[Crash-utility] patch for slight modification to runq -g command
Dave Anderson
anderson at redhat.com
Thu Nov 7 21:57:58 UTC 2013
Hi Anthony,
With respect to the nr_running and h_nr_running displays, since you
can "see" the number of tasks queued underneath each particular
group, I'm not convinced that it's worth displaying them?
In your first post you mentioned:
> Since the way we crash the system by messing up the nr_running and h_nr_running,
> so we also display those two fields at the same time.

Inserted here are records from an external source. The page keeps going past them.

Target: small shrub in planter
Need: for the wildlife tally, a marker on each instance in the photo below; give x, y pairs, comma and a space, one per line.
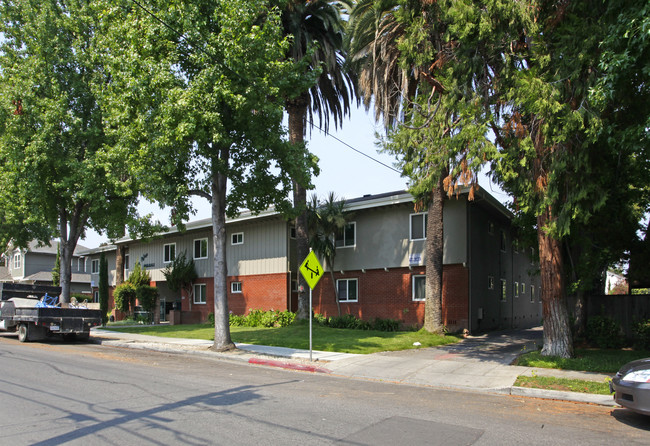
604, 332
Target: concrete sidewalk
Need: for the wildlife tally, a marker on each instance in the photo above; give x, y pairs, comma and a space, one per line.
480, 363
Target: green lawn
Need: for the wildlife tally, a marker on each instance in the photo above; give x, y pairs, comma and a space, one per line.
297, 336
586, 360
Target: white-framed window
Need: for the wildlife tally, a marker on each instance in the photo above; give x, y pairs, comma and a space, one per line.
201, 248
346, 236
200, 293
419, 287
419, 226
348, 290
237, 238
169, 252
94, 266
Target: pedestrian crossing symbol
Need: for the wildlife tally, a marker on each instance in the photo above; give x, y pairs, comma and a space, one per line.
311, 270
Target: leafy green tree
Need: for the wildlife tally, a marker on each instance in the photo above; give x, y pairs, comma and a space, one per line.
199, 90
103, 287
325, 219
60, 171
316, 29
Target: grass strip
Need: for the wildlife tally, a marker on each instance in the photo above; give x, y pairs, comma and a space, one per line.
586, 360
297, 336
563, 384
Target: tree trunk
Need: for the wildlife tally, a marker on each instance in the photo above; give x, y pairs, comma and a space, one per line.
119, 265
557, 332
297, 110
222, 341
434, 262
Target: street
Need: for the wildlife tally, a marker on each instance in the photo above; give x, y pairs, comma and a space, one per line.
56, 393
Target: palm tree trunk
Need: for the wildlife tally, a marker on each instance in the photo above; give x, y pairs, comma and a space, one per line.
297, 111
434, 261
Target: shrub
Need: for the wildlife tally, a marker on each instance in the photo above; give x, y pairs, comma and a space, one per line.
385, 324
641, 331
604, 331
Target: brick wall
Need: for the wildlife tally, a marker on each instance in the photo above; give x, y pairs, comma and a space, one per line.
388, 294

Here’s an example of before and after.
Are you saying that you purposely modify those two values in order to force
a crash?
Anyway, I bring this up because their display is kind of ugly, and also because
in the output logs of my test of your patch, I see this particular instance,
where I've got a 3.6.0 kernel where a crash was generated by entering
"echo c > /proc/sysrq-trigger":
crash> bt
PID: 1212 TASK: ffff880035f60000 CPU: 1 COMMAND: "bash"

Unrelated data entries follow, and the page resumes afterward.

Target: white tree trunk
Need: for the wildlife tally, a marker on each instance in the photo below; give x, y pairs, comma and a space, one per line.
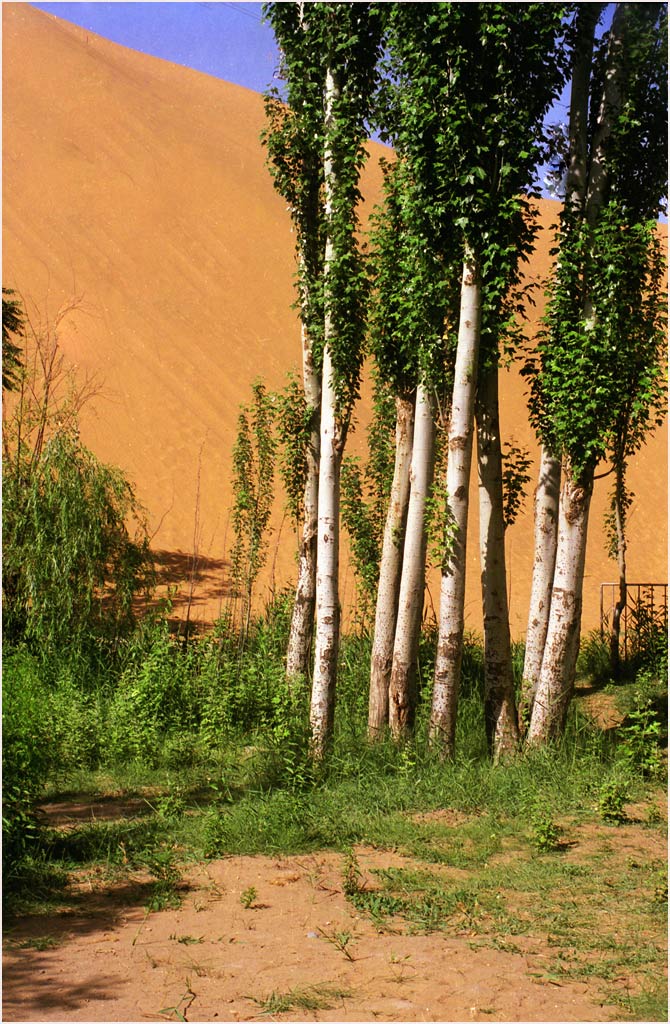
328, 608
500, 711
557, 675
389, 571
545, 537
548, 489
299, 646
410, 607
452, 591
332, 437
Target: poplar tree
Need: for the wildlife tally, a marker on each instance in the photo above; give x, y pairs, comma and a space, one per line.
294, 138
346, 46
408, 325
497, 72
597, 357
582, 38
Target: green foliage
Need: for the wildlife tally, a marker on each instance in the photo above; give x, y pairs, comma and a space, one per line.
612, 802
639, 739
294, 424
12, 325
603, 357
248, 897
365, 494
253, 468
329, 62
26, 757
546, 834
75, 540
516, 462
72, 568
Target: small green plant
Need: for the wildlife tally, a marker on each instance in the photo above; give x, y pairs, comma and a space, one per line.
311, 998
180, 1008
248, 897
351, 875
546, 834
186, 940
40, 942
614, 796
640, 738
654, 816
165, 891
341, 941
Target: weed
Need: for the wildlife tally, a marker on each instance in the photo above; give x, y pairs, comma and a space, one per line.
351, 875
40, 942
612, 802
546, 835
640, 736
181, 1007
165, 891
311, 998
654, 815
341, 942
248, 897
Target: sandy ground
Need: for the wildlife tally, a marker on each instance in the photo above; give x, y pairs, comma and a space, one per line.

#0 [ffff88007831fa20] machine_kexec at ffffffff8103e465
#1 [ffff88007831fa90] crash_kexec at ffffffff810c6658
#2 [ffff88007831fb60] oops_end at ffffffff815d5bf8
#3 [ffff88007831fb90] no_context at ffffffff815c7dae
#4 [ffff88007831fbf0] __bad_area_nosemaphore at ffffffff815c7f98
#5 [ffff88007831fc40] bad_area at ffffffff815c81f0
#6 [ffff88007831fc70] do_page_fault at ffffffff815d87d1
#7 [ffff88007831fd80] page_fault at ffffffff815d5025
[exception RIP: sysrq_handle_crash+22]
RIP: ffffffff81388986 RSP: ffff88007831fe38 RFLAGS: 00010092
RAX: 000000000000000f RBX: ffffffff8192dc20 RCX: 00000000000014ff
RDX: 000000000000332f RSI: 0000000000000046 RDI: 0000000000000063
RBP: ffff88007831fe38 R8: ffffffff81b26580 R9: 0000000000000397
R10: 0000000000000002 R11: 0000000000000396 R12: 0000000000000063
R13: 0000000000000286 R14: 0000000000000000 R15: 0000000000000007
ORIG_RAX: ffffffffffffffff CS: 0010 SS: 0018
#8 [ffff88007831fe40] __handle_sysrq at ffffffff813890a7
#9 [ffff88007831fe80] write_sysrq_trigger at ffffffff8138915a
#10 [ffff88007831feb0] proc_reg_write at ffffffff811ea879
#11 [ffff88007831ff00] vfs_write at ffffffff8118991c
#12 [ffff88007831ff30] sys_write at ffffffff81189c4a
#13 [ffff88007831ff80] system_call_fastpath at ffffffff815dcae9
RIP: 00007f64d1a94530 RSP: 00007fffbb0c1248 RFLAGS: 00010246
RAX: 0000000000000001 RBX: ffffffff815dcae9 RCX: 00000000fbad2a84
RDX: 0000000000000002 RSI: 00007f64d23ab000 RDI: 0000000000000001
RBP: 00007f64d23ab000 R8: 000000000000000a R9: 00007f64d23a4740
R10: 0000000000000001 R11: 0000000000000246 R12: 0000000000000002
R13: 00007f64d1d61280 R14: 0000000000000002 R15: 00007f64d1d61280
ORIG_RAX: 0000000000000001 CS: 0033 SS: 002b
crash>
The "runq -g" output for that cpu looks like this:
CPU 1
CURRENT: PID: 1212 CFS: ffff880035cc2f00 TASK: ffff880035f60000 COMMAND: "bash"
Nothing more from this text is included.